Think about that definition for a moment. What’s your reaction?
There are two key prerequisites to becoming a team. One is that the group of people involved has a common purpose and the second is interdependence among the members. Without BOTH of these present the group will never become a team. It’s impossible.
It’s essential that the members of a team be committed fully to their common purpose and performance goals. A common purpose takes time to develop, but it gives the team an identity. Remember this: team purpose = team performance.

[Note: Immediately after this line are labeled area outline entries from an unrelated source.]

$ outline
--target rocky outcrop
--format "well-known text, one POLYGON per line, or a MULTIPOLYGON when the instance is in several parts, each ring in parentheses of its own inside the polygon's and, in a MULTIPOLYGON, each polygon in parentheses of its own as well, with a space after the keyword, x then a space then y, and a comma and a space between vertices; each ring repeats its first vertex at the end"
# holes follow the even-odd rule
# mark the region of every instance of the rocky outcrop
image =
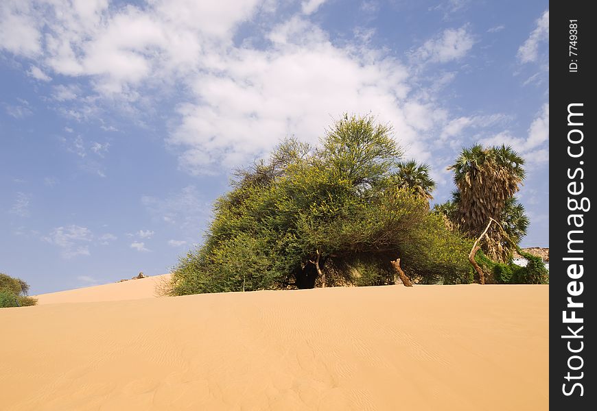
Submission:
MULTIPOLYGON (((148 275, 145 275, 145 274, 143 273, 143 271, 141 271, 141 273, 139 273, 138 275, 135 275, 134 277, 133 277, 130 279, 141 279, 141 278, 147 278, 148 277, 148 275)), ((124 279, 121 279, 120 281, 119 281, 117 282, 123 282, 128 281, 128 280, 129 280, 128 278, 125 278, 124 279)))
MULTIPOLYGON (((522 251, 532 256, 540 257, 543 261, 549 262, 550 260, 550 249, 548 248, 531 247, 522 249, 522 251)), ((518 253, 514 253, 513 257, 514 258, 523 258, 522 256, 520 256, 518 253)))

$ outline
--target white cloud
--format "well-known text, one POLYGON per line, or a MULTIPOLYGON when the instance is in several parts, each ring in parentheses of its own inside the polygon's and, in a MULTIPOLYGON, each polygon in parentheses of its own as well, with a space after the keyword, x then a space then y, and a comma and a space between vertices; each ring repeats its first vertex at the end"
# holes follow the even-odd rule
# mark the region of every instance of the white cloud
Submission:
POLYGON ((154 234, 155 234, 154 232, 152 232, 152 231, 149 230, 149 229, 147 229, 145 231, 141 229, 137 232, 137 235, 139 236, 139 237, 141 237, 141 238, 151 238, 152 236, 154 234))
POLYGON ((8 212, 20 217, 28 217, 30 214, 29 204, 31 199, 31 195, 22 192, 21 191, 16 192, 16 199, 12 203, 12 207, 8 210, 8 212))
POLYGON ((498 32, 501 32, 504 29, 506 28, 506 26, 503 24, 500 24, 500 25, 493 26, 493 27, 490 27, 487 29, 488 33, 498 33, 498 32))
POLYGON ((37 66, 32 66, 29 69, 29 71, 27 72, 27 74, 30 77, 32 77, 38 80, 41 80, 42 82, 49 82, 52 79, 50 76, 42 71, 37 66))
POLYGON ((93 234, 89 228, 71 225, 58 227, 42 239, 62 249, 60 254, 63 258, 72 258, 77 256, 89 256, 88 244, 93 238, 93 234))
MULTIPOLYGON (((314 12, 322 3, 303 1, 301 10, 314 12)), ((43 22, 36 66, 80 84, 54 89, 67 116, 79 121, 97 116, 96 98, 112 106, 121 102, 134 112, 152 103, 152 92, 174 87, 188 91, 176 107, 176 117, 166 119, 166 141, 191 174, 246 164, 289 135, 316 142, 331 117, 344 112, 371 112, 391 122, 408 155, 430 157, 432 131, 446 121, 447 112, 419 85, 416 95, 411 92, 415 82, 410 68, 387 50, 373 48, 366 41, 370 32, 355 43, 332 43, 301 12, 270 29, 265 26, 261 40, 270 42, 266 47, 235 45, 240 23, 257 12, 271 12, 271 5, 259 4, 155 0, 143 7, 117 7, 107 0, 72 5, 56 0, 9 14, 43 22), (83 91, 86 82, 93 96, 83 91), (75 100, 76 105, 69 104, 75 100)), ((32 29, 40 30, 36 24, 32 29)), ((445 30, 411 57, 419 62, 463 58, 474 43, 467 27, 445 30)), ((454 75, 444 78, 449 82, 454 75)), ((96 147, 83 142, 75 139, 70 149, 82 158, 86 148, 96 147)), ((104 175, 90 157, 84 166, 104 175)))
POLYGON ((147 252, 149 251, 149 249, 145 248, 145 243, 141 242, 134 242, 131 243, 130 248, 136 249, 139 252, 147 252))
POLYGON ((369 1, 366 0, 361 3, 360 8, 366 13, 376 13, 379 10, 379 3, 375 0, 371 0, 369 1))
POLYGON ((312 14, 319 8, 326 0, 306 0, 301 3, 303 12, 305 14, 312 14))
POLYGON ((549 161, 549 104, 543 104, 528 127, 526 138, 502 132, 481 140, 485 145, 511 145, 530 164, 549 161))
POLYGON ((98 279, 90 277, 89 275, 79 275, 77 277, 77 279, 87 286, 95 285, 100 282, 98 279))
POLYGON ((109 147, 109 142, 104 142, 104 144, 102 144, 97 142, 97 141, 94 141, 93 144, 91 145, 91 151, 100 157, 104 157, 106 153, 108 152, 108 149, 109 147))
POLYGON ((54 187, 58 184, 58 179, 55 177, 45 177, 43 184, 48 187, 54 187))
POLYGON ((507 116, 500 114, 458 117, 451 120, 445 125, 440 134, 440 140, 446 140, 448 138, 460 138, 467 128, 487 127, 498 123, 505 122, 508 119, 507 116))
POLYGON ((67 149, 71 153, 74 153, 81 158, 87 155, 87 151, 85 149, 83 138, 80 135, 77 136, 69 142, 69 145, 67 147, 67 149))
POLYGON ((546 10, 537 21, 537 27, 528 38, 518 49, 519 60, 522 63, 535 62, 539 58, 539 46, 548 42, 550 36, 550 11, 546 10))
POLYGON ((0 49, 33 57, 41 51, 40 22, 32 16, 27 1, 0 2, 0 49))
POLYGON ((4 109, 9 116, 15 119, 23 119, 33 114, 29 101, 23 99, 17 99, 17 101, 19 103, 15 105, 7 104, 5 103, 3 104, 4 109))
POLYGON ((79 92, 80 92, 80 90, 75 84, 70 84, 69 86, 60 84, 54 86, 52 98, 58 101, 74 100, 77 98, 78 93, 79 92))
POLYGON ((419 64, 425 62, 446 63, 458 60, 473 48, 475 41, 466 26, 447 29, 439 36, 428 40, 412 54, 419 64))
POLYGON ((98 238, 97 240, 100 240, 100 244, 102 245, 108 245, 110 241, 118 240, 118 237, 111 233, 106 233, 98 238))
POLYGON ((176 224, 192 236, 203 229, 211 210, 211 199, 205 199, 194 186, 187 186, 163 199, 143 196, 141 203, 156 221, 176 224))

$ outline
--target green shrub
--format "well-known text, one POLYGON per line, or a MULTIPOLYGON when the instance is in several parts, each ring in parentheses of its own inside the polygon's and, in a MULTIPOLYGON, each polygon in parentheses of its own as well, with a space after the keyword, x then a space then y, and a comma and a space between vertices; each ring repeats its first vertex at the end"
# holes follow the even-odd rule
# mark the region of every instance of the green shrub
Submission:
POLYGON ((324 277, 326 286, 394 284, 397 258, 413 282, 471 282, 472 244, 430 210, 424 188, 403 187, 401 155, 389 127, 371 117, 346 116, 317 147, 283 142, 237 173, 204 245, 164 289, 309 288, 324 277))
POLYGON ((493 278, 499 284, 510 284, 512 276, 516 271, 517 268, 513 267, 513 264, 496 263, 493 266, 493 278))
POLYGON ((13 294, 19 295, 23 292, 21 282, 18 278, 12 278, 4 273, 0 273, 0 290, 10 290, 13 294))
POLYGON ((518 284, 548 284, 550 272, 546 268, 543 260, 521 249, 518 250, 518 253, 524 257, 528 262, 526 266, 520 267, 522 269, 515 272, 513 282, 518 284))
POLYGON ((0 273, 0 307, 34 306, 37 299, 27 296, 29 284, 20 278, 0 273))
POLYGON ((10 290, 0 290, 0 308, 16 307, 16 295, 10 290))
POLYGON ((28 295, 17 295, 16 299, 19 301, 19 305, 21 307, 37 305, 37 299, 28 295))

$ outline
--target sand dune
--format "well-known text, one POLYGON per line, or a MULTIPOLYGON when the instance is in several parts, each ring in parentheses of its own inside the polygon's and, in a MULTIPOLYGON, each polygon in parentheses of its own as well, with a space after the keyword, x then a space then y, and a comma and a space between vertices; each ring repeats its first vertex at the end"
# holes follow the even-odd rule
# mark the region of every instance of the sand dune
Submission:
POLYGON ((56 293, 0 310, 0 408, 546 410, 548 289, 56 293))
POLYGON ((40 294, 34 297, 38 299, 39 305, 152 298, 156 297, 156 285, 169 277, 169 274, 163 274, 123 282, 40 294))

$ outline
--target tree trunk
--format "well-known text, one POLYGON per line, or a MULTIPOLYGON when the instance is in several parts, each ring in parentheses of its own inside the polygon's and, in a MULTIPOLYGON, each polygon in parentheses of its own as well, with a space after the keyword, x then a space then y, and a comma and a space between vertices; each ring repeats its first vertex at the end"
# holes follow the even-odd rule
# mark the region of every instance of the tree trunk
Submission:
MULTIPOLYGON (((489 217, 489 223, 487 224, 487 227, 485 227, 485 229, 483 230, 483 232, 481 233, 481 235, 475 240, 475 243, 473 244, 473 248, 471 249, 471 252, 469 253, 469 261, 471 262, 471 264, 473 264, 473 266, 475 268, 475 270, 477 271, 477 273, 479 274, 479 282, 482 284, 485 284, 485 274, 483 273, 483 270, 481 269, 481 267, 479 266, 479 264, 477 264, 477 262, 475 261, 475 254, 477 253, 477 251, 479 251, 479 249, 481 248, 479 245, 479 241, 480 241, 481 238, 483 238, 487 233, 487 230, 489 229, 489 227, 491 225, 491 223, 495 221, 493 219, 489 217)), ((495 221, 497 224, 498 222, 495 221)))
POLYGON ((325 273, 322 272, 319 266, 319 258, 321 257, 321 253, 317 250, 317 260, 315 260, 315 268, 317 269, 317 273, 321 277, 321 287, 325 288, 325 273))
POLYGON ((315 288, 317 279, 317 268, 315 264, 307 262, 304 267, 298 266, 294 270, 296 287, 300 290, 315 288))
POLYGON ((406 273, 402 271, 402 269, 400 268, 400 259, 397 258, 396 261, 390 261, 392 263, 392 266, 394 267, 394 269, 398 273, 398 277, 400 277, 400 279, 402 280, 402 284, 404 284, 405 287, 412 287, 412 283, 410 282, 410 279, 408 278, 408 276, 406 275, 406 273))
POLYGON ((485 284, 485 274, 483 273, 483 270, 481 269, 481 267, 479 266, 479 264, 477 264, 477 262, 475 261, 475 254, 477 253, 477 251, 479 251, 479 246, 475 246, 473 247, 473 249, 471 250, 471 253, 469 254, 469 261, 471 262, 471 264, 473 264, 473 267, 474 267, 475 271, 477 271, 477 273, 479 275, 479 281, 482 284, 485 284))

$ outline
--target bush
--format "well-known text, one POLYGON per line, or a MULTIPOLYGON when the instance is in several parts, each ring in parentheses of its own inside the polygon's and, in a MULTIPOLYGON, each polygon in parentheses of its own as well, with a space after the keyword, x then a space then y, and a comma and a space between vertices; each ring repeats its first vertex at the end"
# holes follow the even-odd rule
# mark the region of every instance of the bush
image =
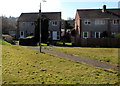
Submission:
POLYGON ((19 40, 19 45, 23 46, 37 46, 35 38, 24 38, 19 40))
POLYGON ((120 34, 115 35, 115 38, 120 38, 120 34))
POLYGON ((2 38, 3 38, 3 40, 5 40, 5 41, 7 41, 7 42, 9 42, 11 44, 15 44, 14 40, 13 40, 14 38, 12 36, 10 36, 10 35, 2 35, 2 38))

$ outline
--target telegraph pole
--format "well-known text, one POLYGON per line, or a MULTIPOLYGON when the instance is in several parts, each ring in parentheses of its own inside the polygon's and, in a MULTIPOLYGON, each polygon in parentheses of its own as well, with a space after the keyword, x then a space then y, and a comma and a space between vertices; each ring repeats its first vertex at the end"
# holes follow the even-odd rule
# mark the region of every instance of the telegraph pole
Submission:
MULTIPOLYGON (((46 2, 46 1, 43 0, 43 2, 46 2)), ((42 29, 42 27, 41 27, 41 26, 42 26, 42 24, 41 24, 41 19, 42 19, 42 16, 41 16, 41 15, 42 15, 42 12, 41 12, 41 2, 40 2, 40 10, 39 10, 39 19, 40 19, 40 20, 39 20, 39 21, 40 21, 40 23, 39 23, 39 30, 40 30, 40 35, 39 35, 39 36, 40 36, 39 46, 40 46, 40 52, 42 51, 42 50, 41 50, 41 49, 42 49, 42 46, 41 46, 41 36, 42 36, 42 35, 41 35, 41 29, 42 29)))

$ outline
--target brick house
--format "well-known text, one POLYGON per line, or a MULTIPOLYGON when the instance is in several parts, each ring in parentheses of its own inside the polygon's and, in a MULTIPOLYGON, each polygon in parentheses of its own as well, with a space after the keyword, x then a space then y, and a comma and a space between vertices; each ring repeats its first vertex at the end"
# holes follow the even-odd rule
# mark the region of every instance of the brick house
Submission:
POLYGON ((76 40, 115 36, 120 33, 120 9, 106 9, 106 5, 102 9, 77 9, 75 31, 76 40))
MULTIPOLYGON (((42 12, 42 17, 49 19, 49 37, 52 40, 60 40, 61 12, 42 12)), ((35 34, 35 22, 39 13, 22 13, 18 18, 18 38, 26 38, 35 34)))

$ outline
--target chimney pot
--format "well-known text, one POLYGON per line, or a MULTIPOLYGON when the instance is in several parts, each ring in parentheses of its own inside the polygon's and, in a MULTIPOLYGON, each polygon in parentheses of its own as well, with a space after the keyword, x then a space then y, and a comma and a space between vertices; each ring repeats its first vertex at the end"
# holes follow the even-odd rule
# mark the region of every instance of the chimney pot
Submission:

They’re inseparable.
To determine if your group is a team, or has the potential, answer the following questions.
1) How large is your group?
• Is communication frequent?
• Do you meet often, and are discussions constructive?
• Do people understand their roles?
2) Are their sufficient, or potential, skills to achieve your goals?
• Are the three types of skills present: interpersonal, technical, and problem-solving?
• What skills are missing?
• Are people willing to learn new skills and to help one another?
3) Is there a clear and meaningful purpose to which people will strive to reach?
• Is it a team or organizational purpose?
• Does everyone understand it the same way?
• Do people think it’s important and inspiring?
4) Are there specific performance goals that everyone agrees on?
• Are they organizational, team, or the leader’s goals?
• Can they be measured easily?
• Do they allow for small wins along the way?
5) Is there a commonly accepted approach to work?
• Does it maximize the contributions of people?
• Does it allow open interaction among people to solve problems?
• Are new ideas encouraged?
6) Is there mutual accountability among people?
• Is there individual and mutual accountability for the group’s performance and results?
• Are people clear on what they’re accountable for, individually and mutually?
• Is there the view that only the team can fail?
These questions need to be asked and reflected upon to determine whether any elements of teamwork are present in your work setting. Pseudo teams abound in organizations, but what we’re striving for is a common purpose and interdependency of effort as the key ingredients. The rest will come with dedicated effort.